Deployed on Heroku: https://umap-aadr.herokuapp.com/main_umap
Can also run the app locally with bokeh serve:
bokeh serve --show population_genetics_AADR/02.output/main_umap.py
This repository provides scripts and results from an analysis of a starting set of 16,765 ancient and modern humans found at AARD.
Tools used to analyze the data:
Library used to generate the interactive visualization:
Genotype data was retrieved from the Allen Ancient DNA Resource (AADR).

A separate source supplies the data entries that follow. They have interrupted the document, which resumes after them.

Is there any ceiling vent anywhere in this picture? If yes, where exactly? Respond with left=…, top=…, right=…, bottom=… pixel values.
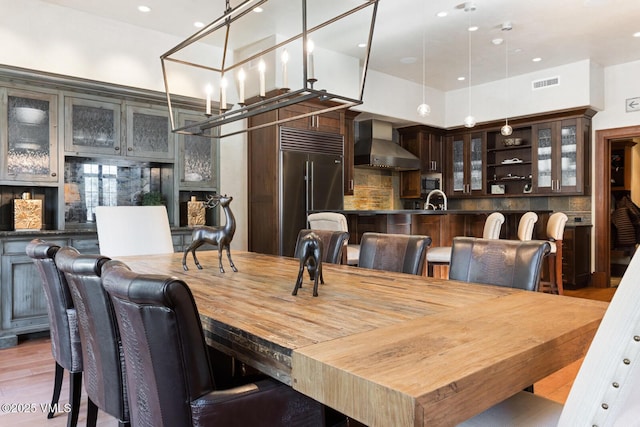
left=531, top=77, right=560, bottom=90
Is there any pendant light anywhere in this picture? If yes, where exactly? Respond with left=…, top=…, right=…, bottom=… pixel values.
left=418, top=2, right=431, bottom=117
left=464, top=3, right=477, bottom=128
left=500, top=22, right=513, bottom=136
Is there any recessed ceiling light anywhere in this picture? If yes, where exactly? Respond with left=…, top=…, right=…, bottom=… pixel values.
left=400, top=56, right=418, bottom=64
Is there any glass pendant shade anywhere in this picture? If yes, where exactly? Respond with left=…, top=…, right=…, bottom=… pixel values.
left=464, top=115, right=476, bottom=128
left=418, top=103, right=431, bottom=117
left=500, top=123, right=513, bottom=136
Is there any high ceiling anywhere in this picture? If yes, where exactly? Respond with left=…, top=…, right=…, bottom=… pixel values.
left=43, top=0, right=640, bottom=91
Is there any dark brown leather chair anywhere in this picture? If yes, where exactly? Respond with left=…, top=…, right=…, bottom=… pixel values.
left=102, top=261, right=324, bottom=427
left=358, top=233, right=431, bottom=275
left=55, top=246, right=130, bottom=427
left=26, top=239, right=82, bottom=427
left=293, top=228, right=349, bottom=264
left=449, top=237, right=551, bottom=291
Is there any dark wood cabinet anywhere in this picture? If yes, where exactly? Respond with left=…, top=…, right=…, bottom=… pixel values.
left=562, top=224, right=591, bottom=289
left=445, top=132, right=486, bottom=196
left=247, top=103, right=355, bottom=254
left=398, top=126, right=444, bottom=199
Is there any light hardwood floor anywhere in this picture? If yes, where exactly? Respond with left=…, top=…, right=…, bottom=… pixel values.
left=0, top=288, right=615, bottom=427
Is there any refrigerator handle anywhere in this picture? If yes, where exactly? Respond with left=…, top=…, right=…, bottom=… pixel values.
left=307, top=160, right=315, bottom=214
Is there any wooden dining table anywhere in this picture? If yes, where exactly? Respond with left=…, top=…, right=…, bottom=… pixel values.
left=120, top=251, right=607, bottom=427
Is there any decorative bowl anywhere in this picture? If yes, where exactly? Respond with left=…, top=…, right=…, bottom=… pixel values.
left=502, top=138, right=523, bottom=147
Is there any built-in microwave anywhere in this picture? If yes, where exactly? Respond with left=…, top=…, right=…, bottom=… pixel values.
left=422, top=176, right=440, bottom=193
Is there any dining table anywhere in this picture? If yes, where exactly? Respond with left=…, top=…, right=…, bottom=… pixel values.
left=118, top=250, right=608, bottom=427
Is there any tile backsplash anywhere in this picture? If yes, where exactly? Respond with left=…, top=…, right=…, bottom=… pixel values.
left=344, top=168, right=403, bottom=210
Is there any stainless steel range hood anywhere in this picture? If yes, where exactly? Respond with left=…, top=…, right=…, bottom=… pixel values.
left=354, top=120, right=420, bottom=171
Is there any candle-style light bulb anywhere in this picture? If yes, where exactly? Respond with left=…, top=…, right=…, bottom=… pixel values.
left=238, top=68, right=247, bottom=104
left=220, top=77, right=228, bottom=110
left=204, top=85, right=213, bottom=116
left=258, top=59, right=267, bottom=98
left=280, top=49, right=289, bottom=89
left=307, top=39, right=316, bottom=81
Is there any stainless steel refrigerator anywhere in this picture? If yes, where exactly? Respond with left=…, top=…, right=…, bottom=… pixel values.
left=280, top=127, right=344, bottom=256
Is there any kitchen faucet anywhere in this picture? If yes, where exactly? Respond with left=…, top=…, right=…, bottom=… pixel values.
left=424, top=189, right=447, bottom=211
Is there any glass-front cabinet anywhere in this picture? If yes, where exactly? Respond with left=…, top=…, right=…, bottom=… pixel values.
left=447, top=133, right=485, bottom=196
left=64, top=97, right=121, bottom=155
left=178, top=114, right=218, bottom=190
left=0, top=89, right=58, bottom=182
left=532, top=119, right=588, bottom=193
left=126, top=105, right=175, bottom=161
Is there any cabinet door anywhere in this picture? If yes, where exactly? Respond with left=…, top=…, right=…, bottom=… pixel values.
left=178, top=114, right=218, bottom=191
left=0, top=89, right=58, bottom=182
left=126, top=105, right=175, bottom=161
left=0, top=255, right=49, bottom=333
left=64, top=98, right=121, bottom=155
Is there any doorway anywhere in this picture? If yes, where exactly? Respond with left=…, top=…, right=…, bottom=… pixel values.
left=592, top=126, right=640, bottom=288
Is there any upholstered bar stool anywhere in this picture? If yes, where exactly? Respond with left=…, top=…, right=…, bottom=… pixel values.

This data can be downloaded but is not included here due to size (2.4GB), but are not needed as downstream results are present. https://reich.hms.harvard.edu/allen-ancient-dna-resource-aadr-downloadable-genotypes-present-day-and-ancient-dna-data
The ADMIXTOOLS 2 R library was used to convert the binary PACKEDANCESTRYMAP format to "bfile" format suitable for PCA analysis in PLINK2. These files are not included here due to size, but are not needed as downstream results are present.
library("admixtools")
future::plan('multicore')
data_dn <- "00.raw_data/v52.2_HO_public/"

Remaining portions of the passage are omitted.